Caltex Australia profit jumps on refining recovery

A rebound in refining margins has fuelled a 21 per cent jump in benchmark profit for the first half at Caltex Australia,. (Photo above) Caltex CEO Julian Segal

The fuels retailer, which is struggling to replace a $150 million earnings gap arising from the looming loss of a major supply contract with Woolworths, also announced a revamp of its operational structure that will make further cost savings and could point to a spin-off or demerger down the track.

The reorganisation - dubbed Quantum Leap - will initially involve the loss of about 120 jobs as Caltex reorganises its business into two division, fuels and infrastructure, and petrol and convenience retailing, chief executive Julian Segal told investors on a conference call.

Caltex had previously estimated the expected hit to its earnings before interest and tax from the loss of the 3.5 billion litres-a-year Woolworths contract at between $100 million and $140 million but has increased that estimate, chief financial officer Simon Hepworth said.

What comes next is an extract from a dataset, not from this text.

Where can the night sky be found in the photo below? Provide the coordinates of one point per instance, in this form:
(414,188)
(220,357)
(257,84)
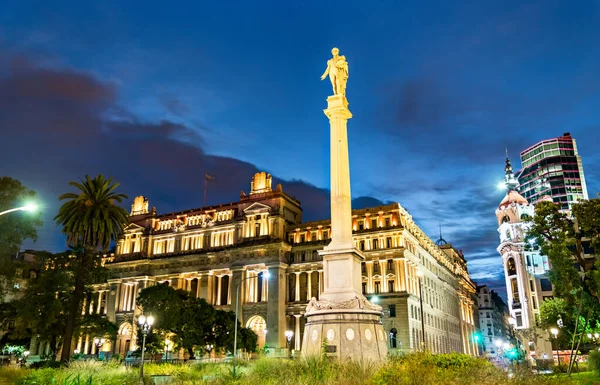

Mr Segal said two acquisitions this year - of the Victorian fuels retailer Milemaker and of Gull New Zealand - would provide $55 million-$60 million of earnings. The Quantum Leap program would initially yield another $60 million, he added.

Caltex is also replacing some of its more expensive debt, expected to save a further $15 million-$20 million.

In all, the moves so far envisage some $130 million-$140 million of gains to raw earnings, almost replacing the expected hit from the Woolworths contract loss, which results from the sale of the supermarket owner's petrol stations to Caltex's rival BP.

"We see this as a short-term setback," Mr Segal said, noting Caltex was "already well progressed" on mitigating the impact.

The gain in benchmark profit for the June half to $307 million came within Caltex's guidance in June for profit of between $290 million and $310 million although was slightly ahead of some analyst estimates.

Raw earnings from the refining business, which has shrunk to a sole refinery in Brisbane, surged 62 per cent to $149 million thanks to a recovery in refining margins in the price-setting Singapore market.

Headline earnings from supply and marketing, now the bulk of Caltex's business, climbed 8 per cent to $377 million.

Net income, which takes into account the impact of oil prices on the value of stockpiles and is less closely watched by the market, slid 17 per cent to $265 million. The figure was also within Caltex's June guidance of $250 million-$270 million.

Caltex is looking at further opportunities to grow and is thought to be looking at some of the Woolworths service stations that may need to be sold for BP to get approval for the $1.8 billion transaction from the competition watchdog.

At the same time, Caltex is looking to potential asset sales as part of the operational restructure.

"Nothing is off the table," Mr Segal said. "We are not married in an ideological way to any asset," he added when quizzed whether Caltex may sell its remaining refinery. Sales for the June half climbed 20 per cent to $10.16 billion.